Ancak Cebeci, boşalan apartmanı kısa müddette tamir ettirerek yine kiraya vermek için harekete geçti. Binanın sağlam olduğuna inandırmak için de annesi Havva Cebeci ile kardeşleri Hakan, Hüseyin ve Muhsin Cebeci’yi de binaya yerleştirdi. Abant İzzet Baysal Üniversitesi’nde okuyan 8 öğrenci, öğrenci yurdunun hasar görmesi üzerine kalmak için kendilerine Cebeci’nin ucuza kiraya verdiği yüzde 60 hasarlı Işık Apartmanı’nı seçtiler.
Merkez üssü Düzce olan 12 Kasım sarsıntısında, Işık Apartmanı bu sefer enkaz haline geldi; Cebeci Ailesi ile 8 üniversite öğrencisine mezar oldu.

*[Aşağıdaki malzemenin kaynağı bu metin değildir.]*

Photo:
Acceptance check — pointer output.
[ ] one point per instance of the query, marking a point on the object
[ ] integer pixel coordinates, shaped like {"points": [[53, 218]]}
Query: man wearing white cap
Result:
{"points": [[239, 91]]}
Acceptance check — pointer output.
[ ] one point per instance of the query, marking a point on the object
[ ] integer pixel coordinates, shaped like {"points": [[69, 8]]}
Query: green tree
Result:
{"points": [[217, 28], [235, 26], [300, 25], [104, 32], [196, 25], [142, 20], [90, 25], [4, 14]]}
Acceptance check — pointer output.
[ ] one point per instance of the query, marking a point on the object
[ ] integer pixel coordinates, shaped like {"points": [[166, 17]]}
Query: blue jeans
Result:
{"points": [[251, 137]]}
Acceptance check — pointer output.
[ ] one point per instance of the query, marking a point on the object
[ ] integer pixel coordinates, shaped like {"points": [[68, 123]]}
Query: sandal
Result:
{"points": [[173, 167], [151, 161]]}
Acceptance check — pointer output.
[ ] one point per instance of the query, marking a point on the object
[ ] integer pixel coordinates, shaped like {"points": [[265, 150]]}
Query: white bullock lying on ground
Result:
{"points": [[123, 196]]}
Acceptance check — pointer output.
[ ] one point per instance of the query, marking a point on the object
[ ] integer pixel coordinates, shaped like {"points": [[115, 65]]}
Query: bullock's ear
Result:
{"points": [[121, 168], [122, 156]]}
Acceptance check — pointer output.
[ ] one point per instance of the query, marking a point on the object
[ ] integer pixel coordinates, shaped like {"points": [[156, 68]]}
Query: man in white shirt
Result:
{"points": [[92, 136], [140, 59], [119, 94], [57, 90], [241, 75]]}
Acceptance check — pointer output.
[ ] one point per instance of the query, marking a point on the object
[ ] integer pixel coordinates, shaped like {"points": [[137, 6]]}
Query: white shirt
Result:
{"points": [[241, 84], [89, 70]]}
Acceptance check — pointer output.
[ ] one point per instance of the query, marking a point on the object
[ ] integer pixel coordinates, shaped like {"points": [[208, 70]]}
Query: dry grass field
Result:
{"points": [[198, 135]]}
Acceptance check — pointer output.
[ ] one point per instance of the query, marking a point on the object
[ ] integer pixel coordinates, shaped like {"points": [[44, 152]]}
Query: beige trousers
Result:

Hamza Cebeci’nin kardeşi Hüseyin Cebeci’nin eşi Sefa Cebeci enkazın altından 105 saat sonra sağ kurtarıldı, kolu ameliyatla kesildi.”
BÖYLE ELEŞTİRİLMİŞTİ
Günboyu gazetesinden Uğur Can Biçer, Sabah muharriri Mahmut Övür’ün de Hamza Cebeci’yi eleştiren bir yazı kaleme aldığını belirtti.
Biçer’in haberine nazaran, Övür, “Olmaz bu türlü şey” isimli yazısında hem Hamza Cebeci’yi hem de ortağı AKP milletvekili Fahri Çakır’ı eleştiren bir yazı yazdı.
Övür’ün yazısında, “Hamza Cebeci’nin o zamanki ortağı Fahri Çakır artık ne yapıyor? Sakın şaşırmayın, o da Meclis’te Düzce Milletvekili olarak misyon yapıyor. Çakır da Cebeci üzere Düzce Ağır Ceza Mahkemesi’nde ‘Tehlike doğuracak formda bina yaparak vefata sebebiyet vermek’ cürmünden yargılandı. Davanın devam ettiği devirde Fahri Çakır milletvekili seçildiği için ‘dokunulmazlık zırhı’ kazandı. Artık biri milletvekili, öteki İmar Kurul Üyesi olarak hayatlarını sürdürüyor. Bize de ‘sözün bittiği yer burası’ demek kalıyor” dediği görüldü.